I want to thank at the top of this chapter my sisters-in-law Kapher and Alli. Kapher for the song. I swear to God my neighbors must think I want to kill myself with how many times I've had this song blaring. And Alli for reading my chapter and telling me she approves. Happy Birthday Alli!

I hope you like this chapter!


Chapter 13- Untitled

Everybody's screaming

I try to make a sound but no one hears me

I'm slipping off the edge

I'm hanging by a thread

I wanna start this over again.

So I try to hold onto a time when nothing mattered

And I can't explain what happened

And I can't erase the things that I've done

No I can't

-Simple Plan

Edward POV

I vaulted over the deck railing and just ran. I could only think one thing—no.

No No No No No!

Anything in my path was obliterated when I used my fist, trying to release some of the overwhelming anger that choked me. I couldn't focus on where I was going. Everything was a blur. I must have run fifty miles before I came to a sudden stop. I had no clue where I had run.

I could only see her face.

The face I had wanted to see for four years. I couldn't process a thing. My brain was messed up. I couldn't put two thoughts together. I looked up at the sky, digging my fingers into the sides of my face, hoping for some clarity, but all I could see was her face.

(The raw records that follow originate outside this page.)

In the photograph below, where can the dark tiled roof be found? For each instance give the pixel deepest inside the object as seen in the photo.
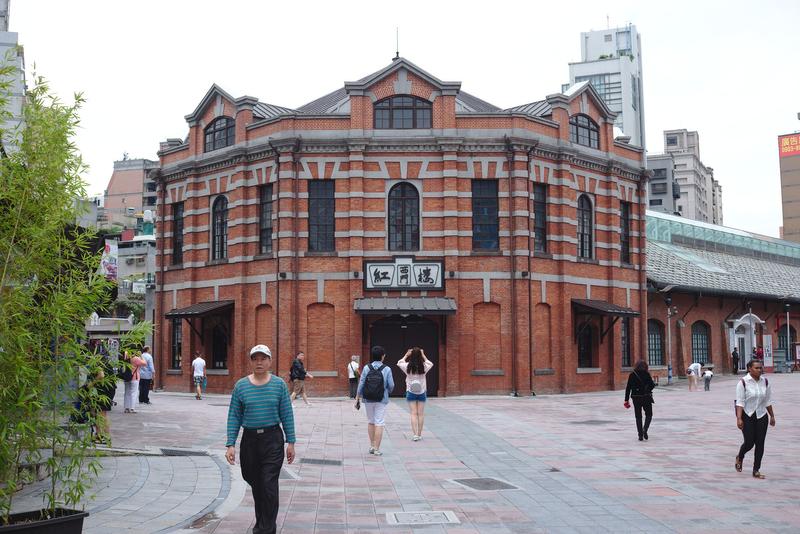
(262, 110)
(476, 104)
(540, 108)
(324, 103)
(426, 305)
(670, 264)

I didn't hear or even sense that I'd been followed. I was lost in the vacuum of pain, and when I felt a hand on my shoulder, I crumbled. I fell to my knees in the damp grass and grabbed my hair. Esme wrapped her arms around me as I rocked back in forth. I took deep breaths and tried to get myself under control. I looked up at my family surrounding me. God, I had missed them so much. I should have felt joy, but I couldn't. I was beyond bewildered.

"Why?" I begged quietly speaking to myself.

They knew my wishes. They had promised me they would never interfere in Bella's life. I felt betrayed. I had suffered her absence to keep her safe, and it was all for nothing. I heard Alice approaching. I pulled out of Esme's embrace and stood to face her. My mind had been too loud in its own voice to hear the thoughts around me, but Alice's thoughts came through.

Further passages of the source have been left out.